To use the bash shell in the Docker image:

docker run -it --entrypoint bash  jbarlow83/ocrmypdf

Using the OCRmyPDF web service wrapper

The OCRmyPDF Docker image includes an example, barebones HTTP web service. The webservice may be launched as follows:

docker run --entrypoint python3 -p 5000:5000  jbarlow83/ocrmypdf webservice.py

This will configure the machine to listen on port 5000. On Linux machines this is port 5000 of localhost. On macOS or Windows machines running Docker, this is port 5000 of the virtual machine that runs your Docker images. You can find its IP address using the command docker-machine ip.

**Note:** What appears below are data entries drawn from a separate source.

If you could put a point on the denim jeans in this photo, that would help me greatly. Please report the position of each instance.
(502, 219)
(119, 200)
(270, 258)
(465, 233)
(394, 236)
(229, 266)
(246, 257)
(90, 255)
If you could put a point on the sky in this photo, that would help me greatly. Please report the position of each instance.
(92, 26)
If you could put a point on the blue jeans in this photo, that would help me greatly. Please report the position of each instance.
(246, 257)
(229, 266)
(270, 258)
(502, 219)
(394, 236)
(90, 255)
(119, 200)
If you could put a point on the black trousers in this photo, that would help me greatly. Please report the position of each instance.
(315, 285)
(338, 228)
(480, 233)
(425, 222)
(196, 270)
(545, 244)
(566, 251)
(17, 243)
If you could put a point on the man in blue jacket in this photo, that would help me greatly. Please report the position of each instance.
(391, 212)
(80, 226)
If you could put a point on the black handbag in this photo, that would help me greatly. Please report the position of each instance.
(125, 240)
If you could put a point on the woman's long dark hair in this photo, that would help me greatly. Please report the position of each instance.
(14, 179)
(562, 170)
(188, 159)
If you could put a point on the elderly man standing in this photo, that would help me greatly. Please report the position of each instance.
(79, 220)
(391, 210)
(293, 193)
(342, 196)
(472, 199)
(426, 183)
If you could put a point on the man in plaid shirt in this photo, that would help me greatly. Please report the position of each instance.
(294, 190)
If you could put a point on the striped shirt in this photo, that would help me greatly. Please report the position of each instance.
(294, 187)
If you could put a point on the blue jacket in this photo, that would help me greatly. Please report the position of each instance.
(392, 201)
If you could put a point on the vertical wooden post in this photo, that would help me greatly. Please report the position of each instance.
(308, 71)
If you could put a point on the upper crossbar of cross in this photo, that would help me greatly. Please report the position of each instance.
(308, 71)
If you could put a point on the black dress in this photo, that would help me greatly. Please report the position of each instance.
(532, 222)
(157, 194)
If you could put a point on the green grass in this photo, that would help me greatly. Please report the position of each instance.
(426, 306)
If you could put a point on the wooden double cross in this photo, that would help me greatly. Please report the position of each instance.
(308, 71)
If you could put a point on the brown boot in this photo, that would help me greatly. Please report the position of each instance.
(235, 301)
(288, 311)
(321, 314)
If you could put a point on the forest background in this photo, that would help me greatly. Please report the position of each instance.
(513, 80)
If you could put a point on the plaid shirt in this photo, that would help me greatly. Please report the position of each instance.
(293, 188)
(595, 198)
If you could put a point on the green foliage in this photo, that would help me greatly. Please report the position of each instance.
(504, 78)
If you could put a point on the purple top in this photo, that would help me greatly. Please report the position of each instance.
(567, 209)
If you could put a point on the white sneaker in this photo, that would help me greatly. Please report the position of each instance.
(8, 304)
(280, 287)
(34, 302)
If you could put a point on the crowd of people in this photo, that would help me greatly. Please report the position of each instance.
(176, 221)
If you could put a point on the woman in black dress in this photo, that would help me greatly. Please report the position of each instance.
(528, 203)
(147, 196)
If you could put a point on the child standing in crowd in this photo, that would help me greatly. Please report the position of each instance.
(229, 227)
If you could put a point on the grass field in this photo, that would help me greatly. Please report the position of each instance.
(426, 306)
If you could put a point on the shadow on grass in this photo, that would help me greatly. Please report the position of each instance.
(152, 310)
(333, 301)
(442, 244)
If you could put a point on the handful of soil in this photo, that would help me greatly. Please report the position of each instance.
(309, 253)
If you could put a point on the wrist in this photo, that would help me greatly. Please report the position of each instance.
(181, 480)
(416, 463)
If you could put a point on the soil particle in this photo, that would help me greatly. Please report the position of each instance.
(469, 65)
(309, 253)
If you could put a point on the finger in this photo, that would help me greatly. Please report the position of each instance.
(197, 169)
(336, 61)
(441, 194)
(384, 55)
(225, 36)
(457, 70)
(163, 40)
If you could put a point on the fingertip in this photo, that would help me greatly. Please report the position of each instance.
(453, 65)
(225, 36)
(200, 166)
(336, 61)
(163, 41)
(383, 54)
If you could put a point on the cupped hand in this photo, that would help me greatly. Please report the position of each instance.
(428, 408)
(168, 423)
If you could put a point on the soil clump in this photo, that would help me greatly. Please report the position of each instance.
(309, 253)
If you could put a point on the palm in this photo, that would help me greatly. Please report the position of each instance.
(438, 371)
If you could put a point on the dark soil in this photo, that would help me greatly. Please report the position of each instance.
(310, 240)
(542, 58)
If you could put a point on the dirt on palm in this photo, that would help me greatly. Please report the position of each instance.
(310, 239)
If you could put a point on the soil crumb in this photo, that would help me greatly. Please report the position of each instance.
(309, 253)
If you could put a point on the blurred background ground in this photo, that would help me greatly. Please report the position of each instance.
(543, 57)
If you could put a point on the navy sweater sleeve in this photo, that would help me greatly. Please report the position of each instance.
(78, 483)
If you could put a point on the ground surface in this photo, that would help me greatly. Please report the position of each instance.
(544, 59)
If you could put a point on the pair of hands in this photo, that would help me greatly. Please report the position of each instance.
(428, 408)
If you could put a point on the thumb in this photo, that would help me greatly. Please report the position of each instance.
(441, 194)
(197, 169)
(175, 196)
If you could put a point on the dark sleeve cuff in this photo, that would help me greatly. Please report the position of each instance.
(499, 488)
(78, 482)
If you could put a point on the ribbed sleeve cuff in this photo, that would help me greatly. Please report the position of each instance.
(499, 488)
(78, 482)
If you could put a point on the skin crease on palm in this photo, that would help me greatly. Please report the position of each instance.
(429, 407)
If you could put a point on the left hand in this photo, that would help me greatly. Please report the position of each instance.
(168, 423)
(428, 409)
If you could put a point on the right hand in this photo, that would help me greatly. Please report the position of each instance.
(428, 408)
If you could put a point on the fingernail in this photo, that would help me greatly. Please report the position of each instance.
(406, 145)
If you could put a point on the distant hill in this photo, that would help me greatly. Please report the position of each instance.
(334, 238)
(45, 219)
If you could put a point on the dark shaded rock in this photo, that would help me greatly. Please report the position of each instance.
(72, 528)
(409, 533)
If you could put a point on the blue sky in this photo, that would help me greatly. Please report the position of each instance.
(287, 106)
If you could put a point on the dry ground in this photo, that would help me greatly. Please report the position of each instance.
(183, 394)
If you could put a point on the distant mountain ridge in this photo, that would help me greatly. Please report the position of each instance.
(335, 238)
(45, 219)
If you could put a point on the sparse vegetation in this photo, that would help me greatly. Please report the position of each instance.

Unlike command line usage this program will open a socket and wait for connections.


The OCRmyPDF web service wrapper is intended for demonstration or development. It provides no security, no authentication, no protection against denial of service attacks, and no load balancing. The default Flask WSGI server is used, which is intended for development only. The server is single-threaded and so can respond to only one client at a time. While running OCR, it cannot respond to any other clients.

Clients must keep their open connection while waiting for OCR to complete. This may entail setting a long timeout; this interface is more useful for internal HTTP API calls.

Unlike the rest of OCRmyPDF, this web service is licensed under the Affero GPLv3 (AGPLv3) since Ghostscript is also licensed in this way.

In addition to the above, please read our general remarks on using OCRmyPDF as a service.